Kom indicated the points of interest on the bone, looking at the two men to see if they followed his explanation. His tone was slightly bored, as if he had explained basic anatomy too many times.
"How old a female, would you say?" Tee asked.
"Can't be certain. Want an informed guess?"
"Fine."
"Late teens, early twenties… This is the left arm, by the way."
"Anything else you can tell?"
"With the kind of examination I gave it? Not really. You need a pathologist to look for disease, a forensic specialist for anything else. What do they call the forensic people now, criminalists? Anyway, you really need someone with the microscopic facilities of a good medical school, or the FBI… or is that why you're here, John?" Tee looked at Becker, who kept his eyes on the bone. "Did you notice anything else?" Becker asked.
"To me it looks like the healthy bone of a young adult… except for these, of course," Kom continued. He pointed to marks in the bone at either end. "But I assumed you knew about them."
"What can you tell us about them?"
Kom shrugged. "Cut marks, made with a knife, smallish blade. I didn't see any marks except at the joints."
"Do you draw any conclusion from that?" Becker asked. Kom looked at Becker for a moment. "Anything you have in mind?" Kom asked. "Whatever you think."
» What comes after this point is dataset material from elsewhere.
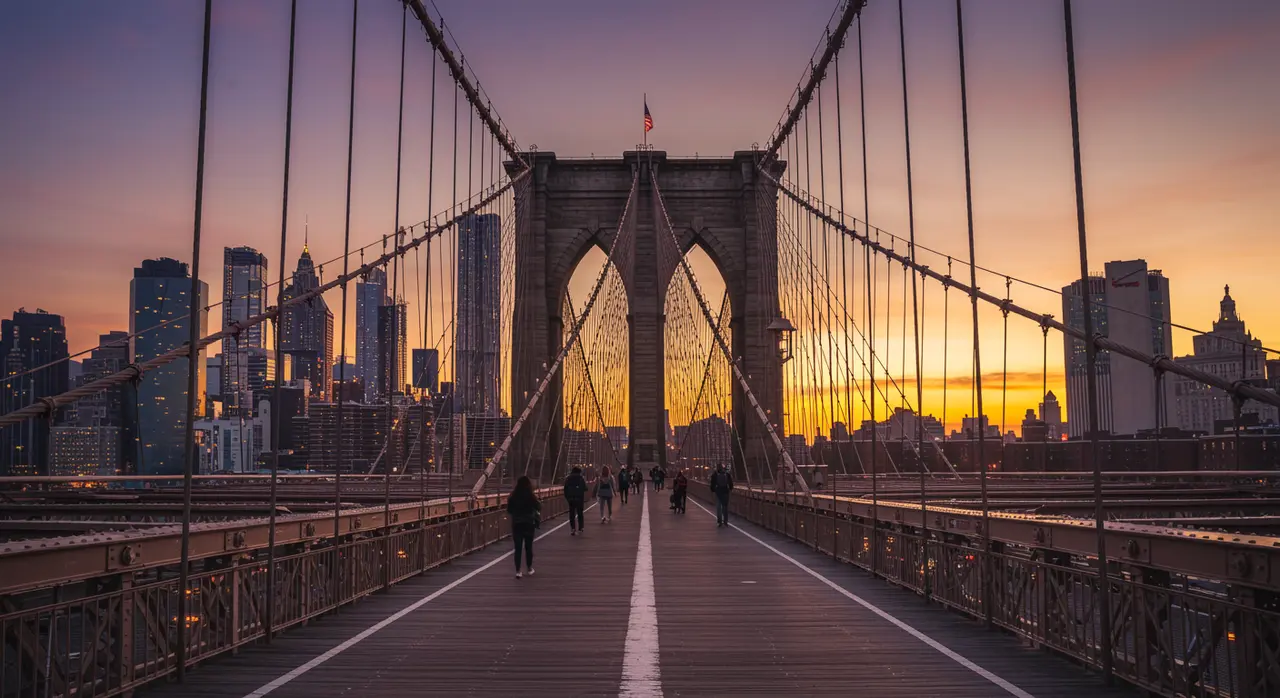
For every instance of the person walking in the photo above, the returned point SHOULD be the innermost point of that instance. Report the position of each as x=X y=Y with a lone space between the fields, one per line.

"Well, forgive me if this seems ghoulish, but I'd say someone was-uh-cutting her up. Cutting her into pieces."
"Christ," said Tee.
"I thought so," said Becker, nodding.
"You two are cool enough about it," Tee said.
"It's our profession," Kom said, smiling at Becker as if to reinforce a complicity.
"Was she dead when he carved her up?" Becker asked. "Jesus," Tee said.
Kom shrugged. "That's beyond my expertise, John. You'd need a specialist. I would certainly hope so… Do you think it might have been done when she was still alive?"